Unfortunately, the violent interpretation of jihad is what often sticks in the minds of Americans and others. The U.S. entertainment industry, Abunimah says, is partly to blame for this image. Movies and television shows, he says, have laid a basis for these fears by frequently portraying Muslims as extremists:
"The problem comes in that I think for a large part here in the United States at least, the media, particularly the entertainment industry, has for decades misrepresented and defamed not just Muslims but Arabs, and given the impression that each and every Muslim is involved in some kind of holy struggle against the West or against Christianity."
Joyce Davis is deputy foreign editor at the Knight-Ridder News Service. An expert on the Middle East, she is the author of the book "Between Jihad and Salaam: Profiles in Islam." The book is a collection of profiles of leaders in the Islamic community, including many from militant groups.
Davis says that jihad is generally understood in Muslim communities to be a non-violent struggle with either internal or external factors.

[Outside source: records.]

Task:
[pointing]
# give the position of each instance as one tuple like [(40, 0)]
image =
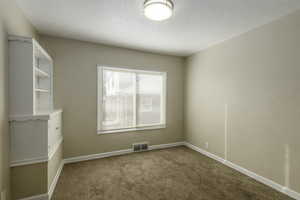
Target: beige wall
[(12, 21), (257, 77), (75, 90)]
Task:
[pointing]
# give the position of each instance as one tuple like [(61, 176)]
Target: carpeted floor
[(169, 174)]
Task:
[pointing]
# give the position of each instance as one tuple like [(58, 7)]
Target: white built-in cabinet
[(35, 127)]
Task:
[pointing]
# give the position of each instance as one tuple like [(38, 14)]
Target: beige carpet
[(169, 174)]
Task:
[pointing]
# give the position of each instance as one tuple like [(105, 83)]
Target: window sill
[(132, 129)]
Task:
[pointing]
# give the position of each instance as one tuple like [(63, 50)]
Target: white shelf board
[(41, 90), (41, 73)]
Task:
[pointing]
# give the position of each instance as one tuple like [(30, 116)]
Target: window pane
[(118, 100), (149, 99)]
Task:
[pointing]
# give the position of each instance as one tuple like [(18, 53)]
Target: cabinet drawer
[(54, 130)]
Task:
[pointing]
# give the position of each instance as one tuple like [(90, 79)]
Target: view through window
[(130, 99)]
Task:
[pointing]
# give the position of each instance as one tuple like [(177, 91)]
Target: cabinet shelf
[(41, 90), (41, 73)]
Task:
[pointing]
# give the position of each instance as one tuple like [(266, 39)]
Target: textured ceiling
[(196, 24)]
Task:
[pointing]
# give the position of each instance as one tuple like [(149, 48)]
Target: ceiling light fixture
[(158, 10)]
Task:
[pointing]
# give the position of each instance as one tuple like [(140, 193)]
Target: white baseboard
[(55, 180), (117, 153), (37, 197), (249, 173)]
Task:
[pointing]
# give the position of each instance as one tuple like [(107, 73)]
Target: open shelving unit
[(31, 78)]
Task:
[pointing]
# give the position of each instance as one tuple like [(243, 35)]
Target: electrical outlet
[(3, 195), (206, 145)]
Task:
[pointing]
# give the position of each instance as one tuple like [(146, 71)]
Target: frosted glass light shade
[(158, 10)]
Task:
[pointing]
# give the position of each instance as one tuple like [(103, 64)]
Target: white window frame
[(160, 125)]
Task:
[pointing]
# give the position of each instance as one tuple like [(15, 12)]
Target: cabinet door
[(54, 131)]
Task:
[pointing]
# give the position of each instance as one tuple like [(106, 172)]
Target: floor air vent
[(140, 147)]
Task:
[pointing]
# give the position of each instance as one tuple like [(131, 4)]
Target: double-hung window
[(130, 99)]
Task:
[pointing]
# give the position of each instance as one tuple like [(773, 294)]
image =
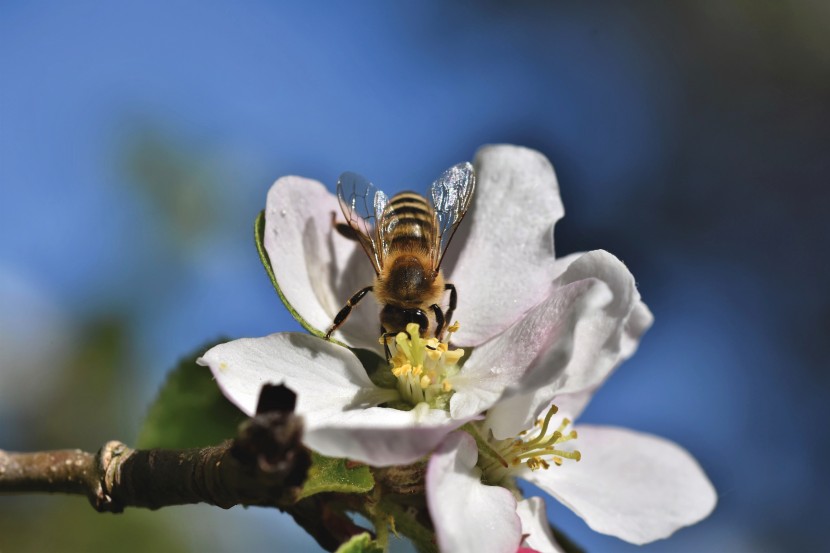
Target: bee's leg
[(439, 320), (340, 317), (385, 336), (453, 301)]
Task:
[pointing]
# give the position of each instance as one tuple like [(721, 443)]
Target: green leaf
[(409, 524), (190, 410), (335, 475), (259, 238), (361, 543)]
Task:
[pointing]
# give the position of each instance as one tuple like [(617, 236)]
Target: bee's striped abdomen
[(414, 222)]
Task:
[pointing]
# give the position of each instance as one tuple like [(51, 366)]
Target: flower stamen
[(536, 448), (424, 367)]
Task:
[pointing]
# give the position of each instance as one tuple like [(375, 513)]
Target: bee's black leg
[(340, 317), (439, 320), (453, 301), (386, 336)]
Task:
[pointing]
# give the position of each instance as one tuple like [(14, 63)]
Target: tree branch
[(265, 465)]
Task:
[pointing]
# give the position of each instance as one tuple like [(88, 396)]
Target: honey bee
[(405, 238)]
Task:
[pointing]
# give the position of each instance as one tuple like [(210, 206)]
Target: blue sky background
[(137, 143)]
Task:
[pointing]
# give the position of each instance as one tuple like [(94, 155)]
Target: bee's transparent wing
[(451, 195), (362, 205)]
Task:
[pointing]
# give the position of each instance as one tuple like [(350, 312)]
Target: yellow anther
[(452, 357)]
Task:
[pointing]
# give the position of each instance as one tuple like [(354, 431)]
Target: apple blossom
[(535, 329)]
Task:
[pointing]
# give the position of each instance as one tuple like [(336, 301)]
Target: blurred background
[(137, 144)]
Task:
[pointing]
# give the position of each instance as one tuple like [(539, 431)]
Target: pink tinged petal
[(582, 360), (468, 516), (506, 259), (535, 528), (631, 485), (316, 268), (334, 396), (502, 362)]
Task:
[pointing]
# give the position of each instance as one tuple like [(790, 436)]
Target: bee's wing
[(451, 195), (362, 205)]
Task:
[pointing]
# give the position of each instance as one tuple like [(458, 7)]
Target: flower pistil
[(536, 448), (424, 367)]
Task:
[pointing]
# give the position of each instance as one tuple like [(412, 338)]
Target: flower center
[(424, 367), (537, 448)]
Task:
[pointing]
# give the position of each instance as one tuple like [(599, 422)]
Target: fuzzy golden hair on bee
[(406, 238)]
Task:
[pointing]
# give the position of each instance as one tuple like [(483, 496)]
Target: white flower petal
[(502, 362), (582, 360), (380, 436), (468, 516), (316, 268), (334, 396), (535, 526), (635, 486), (327, 378), (506, 260)]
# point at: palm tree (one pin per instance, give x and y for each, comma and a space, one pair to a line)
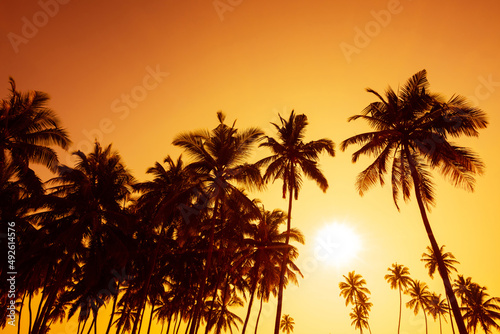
437, 307
399, 278
84, 223
412, 127
290, 158
353, 288
265, 244
420, 295
27, 129
479, 309
219, 162
431, 264
286, 323
359, 318
461, 286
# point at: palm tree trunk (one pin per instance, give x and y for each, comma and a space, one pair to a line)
113, 309
435, 248
258, 316
400, 307
284, 265
20, 313
151, 316
30, 313
201, 291
451, 317
425, 318
250, 303
142, 302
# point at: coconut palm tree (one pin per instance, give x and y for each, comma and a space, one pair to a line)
265, 244
480, 309
353, 288
291, 157
461, 286
399, 278
438, 307
84, 221
27, 130
411, 132
420, 295
219, 162
287, 323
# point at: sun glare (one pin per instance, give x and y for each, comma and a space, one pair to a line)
337, 244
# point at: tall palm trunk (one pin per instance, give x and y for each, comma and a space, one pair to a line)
400, 307
435, 248
283, 265
41, 321
258, 315
142, 303
425, 318
451, 317
250, 303
151, 316
201, 292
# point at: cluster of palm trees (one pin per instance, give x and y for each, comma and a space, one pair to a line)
190, 244
477, 307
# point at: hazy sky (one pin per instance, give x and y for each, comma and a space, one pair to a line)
136, 74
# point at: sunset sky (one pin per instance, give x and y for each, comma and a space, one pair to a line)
136, 74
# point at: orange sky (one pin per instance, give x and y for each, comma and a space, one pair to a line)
138, 73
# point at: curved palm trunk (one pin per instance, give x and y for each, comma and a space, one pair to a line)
199, 298
283, 266
151, 317
110, 323
435, 248
258, 316
400, 307
425, 317
451, 317
142, 303
250, 303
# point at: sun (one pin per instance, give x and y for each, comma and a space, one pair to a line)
337, 244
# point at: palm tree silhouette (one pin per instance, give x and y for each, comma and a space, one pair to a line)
28, 129
412, 127
219, 162
290, 158
431, 264
287, 323
266, 244
399, 278
353, 288
85, 224
438, 307
420, 295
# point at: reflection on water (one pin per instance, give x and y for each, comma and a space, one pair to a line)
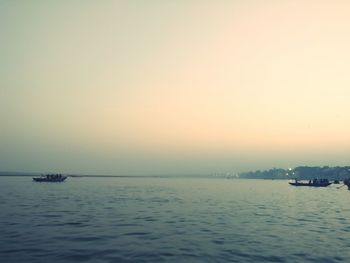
171, 220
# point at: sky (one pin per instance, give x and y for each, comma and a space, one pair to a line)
173, 87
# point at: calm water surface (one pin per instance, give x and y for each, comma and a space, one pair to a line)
172, 220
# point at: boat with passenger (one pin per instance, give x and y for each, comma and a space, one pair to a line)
52, 178
313, 183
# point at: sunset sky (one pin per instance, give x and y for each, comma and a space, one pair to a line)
173, 87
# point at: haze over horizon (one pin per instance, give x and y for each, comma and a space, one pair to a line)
173, 87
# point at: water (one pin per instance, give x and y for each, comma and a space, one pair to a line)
172, 220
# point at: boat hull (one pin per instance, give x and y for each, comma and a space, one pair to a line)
310, 185
49, 180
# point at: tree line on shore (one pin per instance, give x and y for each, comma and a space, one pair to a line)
301, 173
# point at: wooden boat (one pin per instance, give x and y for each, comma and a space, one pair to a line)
313, 183
51, 178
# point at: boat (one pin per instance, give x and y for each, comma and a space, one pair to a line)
52, 178
313, 183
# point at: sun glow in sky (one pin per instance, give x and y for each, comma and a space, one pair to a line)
173, 87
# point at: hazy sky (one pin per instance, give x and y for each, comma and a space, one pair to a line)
173, 87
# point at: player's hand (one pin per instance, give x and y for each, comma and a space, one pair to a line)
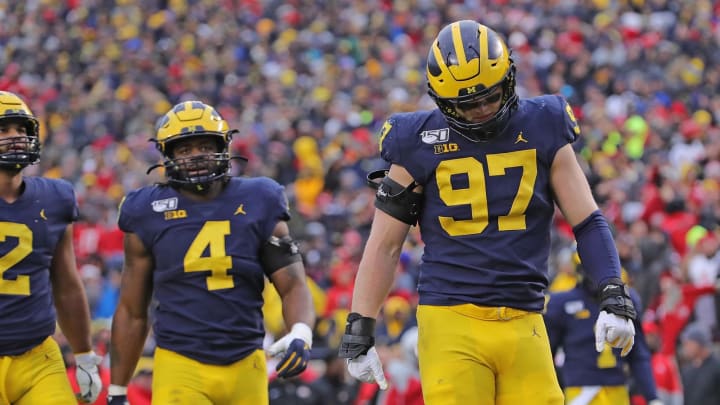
358, 346
117, 395
295, 349
368, 368
117, 400
616, 330
88, 376
615, 322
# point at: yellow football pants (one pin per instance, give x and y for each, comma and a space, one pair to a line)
597, 395
37, 376
183, 381
485, 355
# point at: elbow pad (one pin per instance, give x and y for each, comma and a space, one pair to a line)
277, 253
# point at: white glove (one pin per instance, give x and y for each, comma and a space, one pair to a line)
616, 330
368, 368
88, 376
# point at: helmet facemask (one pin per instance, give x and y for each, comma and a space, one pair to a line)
17, 152
196, 173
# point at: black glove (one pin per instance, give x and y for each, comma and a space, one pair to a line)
117, 400
295, 360
359, 336
614, 298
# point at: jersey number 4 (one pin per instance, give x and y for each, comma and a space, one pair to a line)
475, 195
211, 238
21, 284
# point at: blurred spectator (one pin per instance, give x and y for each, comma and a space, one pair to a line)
701, 368
665, 369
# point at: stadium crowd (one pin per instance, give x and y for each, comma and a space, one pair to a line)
309, 83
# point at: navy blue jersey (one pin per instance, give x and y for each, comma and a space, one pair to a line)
570, 318
488, 206
207, 278
30, 229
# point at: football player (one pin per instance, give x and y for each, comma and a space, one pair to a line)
39, 281
481, 175
589, 377
201, 245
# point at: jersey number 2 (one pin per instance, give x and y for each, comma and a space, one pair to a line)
475, 195
21, 284
211, 238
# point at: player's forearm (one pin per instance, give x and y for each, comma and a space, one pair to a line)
126, 344
74, 319
298, 306
375, 277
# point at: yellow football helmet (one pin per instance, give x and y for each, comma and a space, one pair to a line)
187, 120
467, 62
18, 151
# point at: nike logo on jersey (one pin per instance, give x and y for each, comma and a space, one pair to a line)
520, 138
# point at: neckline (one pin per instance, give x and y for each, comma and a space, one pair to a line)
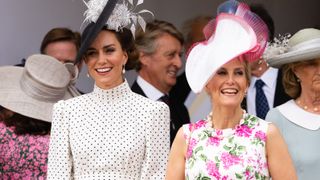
227, 132
113, 94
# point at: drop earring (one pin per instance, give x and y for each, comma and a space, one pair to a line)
123, 69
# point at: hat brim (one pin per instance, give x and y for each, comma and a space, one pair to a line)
294, 56
232, 38
16, 100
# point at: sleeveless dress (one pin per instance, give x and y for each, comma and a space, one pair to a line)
237, 153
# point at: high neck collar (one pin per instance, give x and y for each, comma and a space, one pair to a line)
113, 94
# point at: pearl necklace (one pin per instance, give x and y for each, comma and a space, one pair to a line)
315, 109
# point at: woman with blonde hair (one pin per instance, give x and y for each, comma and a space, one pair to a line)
229, 143
299, 118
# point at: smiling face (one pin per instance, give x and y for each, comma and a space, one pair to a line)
105, 59
228, 86
309, 74
160, 68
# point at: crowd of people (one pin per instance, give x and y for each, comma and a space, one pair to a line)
260, 117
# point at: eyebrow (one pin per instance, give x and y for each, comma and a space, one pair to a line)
68, 61
106, 46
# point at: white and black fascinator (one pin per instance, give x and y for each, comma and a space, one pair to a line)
114, 14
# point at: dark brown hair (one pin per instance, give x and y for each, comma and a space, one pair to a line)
23, 124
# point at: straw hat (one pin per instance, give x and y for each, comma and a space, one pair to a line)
235, 32
32, 90
302, 46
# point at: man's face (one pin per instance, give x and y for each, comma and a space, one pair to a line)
160, 68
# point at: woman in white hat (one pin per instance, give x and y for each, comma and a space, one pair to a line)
299, 118
27, 96
229, 143
112, 132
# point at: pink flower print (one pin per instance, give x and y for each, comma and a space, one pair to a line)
5, 168
215, 141
243, 131
261, 135
213, 170
229, 160
197, 125
191, 145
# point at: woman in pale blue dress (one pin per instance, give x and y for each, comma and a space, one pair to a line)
299, 118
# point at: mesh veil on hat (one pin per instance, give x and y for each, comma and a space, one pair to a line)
303, 45
235, 32
32, 90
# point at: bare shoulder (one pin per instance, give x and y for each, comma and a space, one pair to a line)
273, 131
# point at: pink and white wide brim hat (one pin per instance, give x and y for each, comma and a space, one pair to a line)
235, 32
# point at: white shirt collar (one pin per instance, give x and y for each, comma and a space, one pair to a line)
297, 115
150, 91
268, 77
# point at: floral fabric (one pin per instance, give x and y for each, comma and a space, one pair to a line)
237, 153
23, 156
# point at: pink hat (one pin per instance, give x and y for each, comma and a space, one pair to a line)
235, 32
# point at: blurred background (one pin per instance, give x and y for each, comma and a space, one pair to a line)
24, 23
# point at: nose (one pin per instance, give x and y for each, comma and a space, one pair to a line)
102, 58
177, 61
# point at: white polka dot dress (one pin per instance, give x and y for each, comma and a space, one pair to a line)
109, 134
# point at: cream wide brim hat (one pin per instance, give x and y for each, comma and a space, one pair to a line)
32, 90
302, 46
236, 33
232, 38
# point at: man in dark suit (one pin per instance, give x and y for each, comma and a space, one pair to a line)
160, 49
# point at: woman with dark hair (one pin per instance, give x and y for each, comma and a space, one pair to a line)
27, 95
299, 118
112, 132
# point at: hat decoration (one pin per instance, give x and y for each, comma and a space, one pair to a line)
302, 46
122, 16
115, 14
279, 45
235, 32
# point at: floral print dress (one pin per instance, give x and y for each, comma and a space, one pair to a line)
22, 156
237, 153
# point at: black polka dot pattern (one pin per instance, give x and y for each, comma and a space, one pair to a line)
109, 134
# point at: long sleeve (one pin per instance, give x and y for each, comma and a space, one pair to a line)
60, 158
157, 144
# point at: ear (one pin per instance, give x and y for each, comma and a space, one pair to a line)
125, 56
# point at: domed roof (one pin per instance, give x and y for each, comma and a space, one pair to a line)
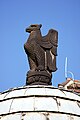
39, 102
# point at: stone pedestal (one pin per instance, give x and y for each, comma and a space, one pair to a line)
38, 78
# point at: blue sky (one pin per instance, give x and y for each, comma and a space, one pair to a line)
16, 15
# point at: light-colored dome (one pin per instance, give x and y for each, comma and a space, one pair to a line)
39, 102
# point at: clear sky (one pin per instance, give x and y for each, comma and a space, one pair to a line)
16, 15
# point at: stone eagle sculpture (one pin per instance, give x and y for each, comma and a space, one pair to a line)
41, 50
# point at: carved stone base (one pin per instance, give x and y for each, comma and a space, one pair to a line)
38, 78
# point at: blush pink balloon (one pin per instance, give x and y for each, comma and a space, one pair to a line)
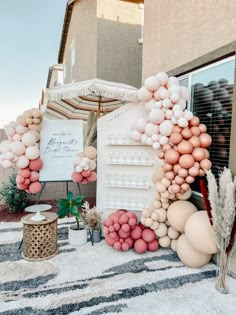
84, 181
140, 246
36, 165
34, 177
35, 187
153, 246
86, 173
148, 235
92, 177
136, 233
76, 177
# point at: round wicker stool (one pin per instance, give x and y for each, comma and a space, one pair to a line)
39, 238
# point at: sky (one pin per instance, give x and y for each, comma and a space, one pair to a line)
30, 33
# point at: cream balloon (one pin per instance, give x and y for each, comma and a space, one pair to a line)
199, 233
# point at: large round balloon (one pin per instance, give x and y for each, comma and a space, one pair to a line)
199, 233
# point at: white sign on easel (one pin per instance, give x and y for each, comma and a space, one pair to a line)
60, 140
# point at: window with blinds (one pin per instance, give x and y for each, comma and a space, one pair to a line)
211, 90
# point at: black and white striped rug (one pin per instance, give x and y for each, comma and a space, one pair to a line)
99, 280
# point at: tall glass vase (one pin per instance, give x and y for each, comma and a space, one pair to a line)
222, 272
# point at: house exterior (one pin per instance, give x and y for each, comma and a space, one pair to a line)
196, 41
101, 39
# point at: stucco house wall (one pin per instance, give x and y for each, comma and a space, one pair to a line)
176, 33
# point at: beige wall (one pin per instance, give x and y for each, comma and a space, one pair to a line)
177, 32
83, 31
119, 53
106, 34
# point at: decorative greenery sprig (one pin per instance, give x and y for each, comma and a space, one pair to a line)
223, 207
92, 217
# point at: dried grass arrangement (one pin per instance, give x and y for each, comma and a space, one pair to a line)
223, 212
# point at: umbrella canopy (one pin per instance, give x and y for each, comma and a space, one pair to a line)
77, 100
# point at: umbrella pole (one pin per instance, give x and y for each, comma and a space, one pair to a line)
99, 106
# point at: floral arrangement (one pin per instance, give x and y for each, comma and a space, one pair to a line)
223, 217
91, 217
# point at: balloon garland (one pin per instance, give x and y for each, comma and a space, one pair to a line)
84, 166
21, 150
181, 143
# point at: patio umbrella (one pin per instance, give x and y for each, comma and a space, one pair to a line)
77, 100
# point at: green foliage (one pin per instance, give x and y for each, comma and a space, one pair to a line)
70, 206
13, 197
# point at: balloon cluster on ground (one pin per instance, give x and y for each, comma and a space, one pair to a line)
122, 232
21, 150
178, 136
84, 166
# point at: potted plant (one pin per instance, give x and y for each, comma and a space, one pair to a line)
92, 218
70, 206
13, 197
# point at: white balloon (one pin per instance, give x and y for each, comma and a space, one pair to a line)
174, 120
178, 113
172, 81
166, 128
182, 122
82, 164
188, 115
182, 103
155, 137
157, 95
175, 97
158, 104
6, 164
175, 88
176, 107
163, 140
144, 94
141, 123
136, 135
152, 83
144, 138
156, 116
149, 141
185, 93
169, 114
9, 156
167, 103
148, 105
150, 129
156, 146
78, 168
163, 77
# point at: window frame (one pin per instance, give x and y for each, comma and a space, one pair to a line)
188, 75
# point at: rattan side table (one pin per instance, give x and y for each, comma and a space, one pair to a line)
39, 238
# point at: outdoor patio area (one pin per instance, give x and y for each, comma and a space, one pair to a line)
100, 280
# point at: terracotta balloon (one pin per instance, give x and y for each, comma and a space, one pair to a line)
185, 147
171, 156
194, 121
198, 154
186, 161
176, 137
205, 140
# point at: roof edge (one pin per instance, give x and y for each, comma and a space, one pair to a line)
65, 28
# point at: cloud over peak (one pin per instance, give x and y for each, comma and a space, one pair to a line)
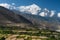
33, 9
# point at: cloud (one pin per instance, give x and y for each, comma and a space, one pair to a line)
30, 9
58, 15
8, 6
52, 13
5, 5
33, 9
45, 12
42, 14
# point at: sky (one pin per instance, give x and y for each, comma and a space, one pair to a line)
50, 4
33, 6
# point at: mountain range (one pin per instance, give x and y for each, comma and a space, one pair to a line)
16, 18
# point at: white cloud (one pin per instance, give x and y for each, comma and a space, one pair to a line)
58, 15
8, 6
5, 5
45, 12
52, 13
33, 9
42, 14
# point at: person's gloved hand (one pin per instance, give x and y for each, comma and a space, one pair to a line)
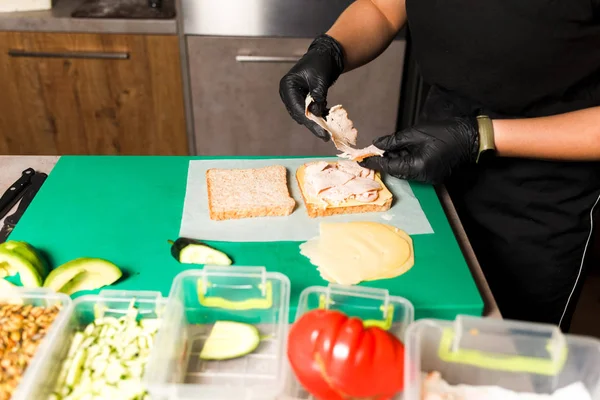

She likens it to Christian concepts of the struggle between good and evil. But Davis says that fanatics use the term and other Islamic tenets in ways the religion itself never intended.
"Like any religion, from Christianity to Judaism to Islam, there are people who become fanatics and who misinterpret the religion and who take it to extents that were never envisioned. [But] when the term jihad is associated with terrorism -- most of the Islamic leaders around the world have said attacking civilians particularly is completely against Islam and against all teachings that can be any way connected to Islam."
Islamic leaders around the world have condemned the use of terrorism. The attacks in New York and Washington stunned Muslims just as they did members of other religions.
Yet Davis says that, despite their sadness at last week's events, some Muslims do feel a deep sense of frustration with the United States, especially for its policies in the Middle East. It is these frustrations, she says, that may lead to a certain extremism within the religion -- a radical belief in more violent interpretations of the term jihad:
"[Some Muslims say] the United States' policies were radicalizing many of the people in the Islamic world. They were fueling people and making them so angry that they turned to the extremists to express that anger. That young men who couldn't find jobs turned to these Muslims groups to find support, to find self-esteem, to find a mission in life. So what they were saying was that the United States has created or helped to create a monster in the region by not paying attention to how average people were viewing its policies."
Davis says U.S. foreign policy has helped to -- as she put it -- "feed a monster," and now that monster has struck out. She says the only way to combat such misinterpretations about Islam in all parts of the world is through education.